Respondent argues that the Supreme Court has in the past refused to construe statutes in a way that gives state authorities the ability to defeat § 1983 claims by controlling limitations period or other procedural rules. Brief for Respondent at 7. Further, respondent emphasizes that the legislative history of the PLRA provides no indication that Congress intended or expected a rule of procedural default. Id. at 34-35. Construing the PLRA as including a procedural default sanction would reduce the limitations period for prisoners and would give prison officials the incentive to avoid § 1983 suits by rejecting prison grievances on procedural grounds. Id. at 7-8. A procedural default rule could transform prison grievance deadlines into “safe harbor” provisions for rights abusers and reduce the incentive for prison officials to remedy rights violations after the passage of the grievance deadline. Brief for the Jerome M. Frank Legal Services Organization of the Yale Law School As Amicus Curiae in Support of Respondent at 13. A procedural default rule could significantly interfere with a prisoner’s right of access to the courts, and “places a particularly heavy burden on inmates who are underage, unsophisticated, illiterate and/or inexperienced in filing prison grievances and lawsuits” because a procedural default rule would shorten the statute of limitations for a prisoner plaintiff pursuing a § 1983 claim. Brief for Amici Curiae Law Professors (Michael S. Greco, President of the ABA, Counsel of Record) in Support of Respondent at 12. The question addressed in this case is therefore of great importance to the availability of federal judicial relief for violations of inmates’ constitutional rights. Brief for Amici Curiae Law Professors (Kermit Roosevelt, Assistant Professor, University of Pennsylvania Law School, Counsel for Amici Curiae) in Support of Respondent at 1. Imposing a procedural bar may have the effect of precluding a substantial number of meritorious claims, which the PLRA’s drafters did not intend to preclude. Id. at 2.

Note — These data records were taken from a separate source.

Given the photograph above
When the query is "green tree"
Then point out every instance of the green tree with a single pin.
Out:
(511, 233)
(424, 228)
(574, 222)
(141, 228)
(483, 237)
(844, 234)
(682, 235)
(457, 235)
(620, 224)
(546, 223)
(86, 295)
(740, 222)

If the Supreme Court affirms the Ninth Circuit decision, it will rule that the PLRA’s exhaustion requirement does not include a procedural default component. An untimely administrative appeal would be deemed to exhaust remedies as required under the PLRA. If the Supreme Court reverses the decision, it will decide that procedural default is encompassed in the PLRA’s exhaustion requirement and would bar the filing of a grievance in federal court after an untimely administrative appeal.

Conclusion 

According to the Supreme Court, there is a difference between exhaustion and procedural default. Federal policy towards habeas corpus suits incorporates both doctrines. It is out of respect for state procedural rules that federal courts allow procedural default to bar federal suit in some cases. In some cases, however, particularly in administrative settings, procedural default does not bar federal suit even though there is a statutory exhaustion requirement. The Supreme Court must decide whether state prison administrative procedures warrant sufficient respect from the federal court system to justify a procedural default rule. The petitioners argue that the policies of the PLRA require reading in a procedural default rule, because the PLRA was intended to allow the administrators of state prisons the chance to handle inmate complaints internally and to decrease the number of frivolous lawsuits brought by prisoners into federal courts. However, the exhaustion requirement serves the first purpose without the help of a procedural default rule. Furthermore, the procedural default rule is perfectly incompetent in distinguishing between meritorious and frivolous lawsuits, and therefore cannot rationally be applied as a means of reducing the latter.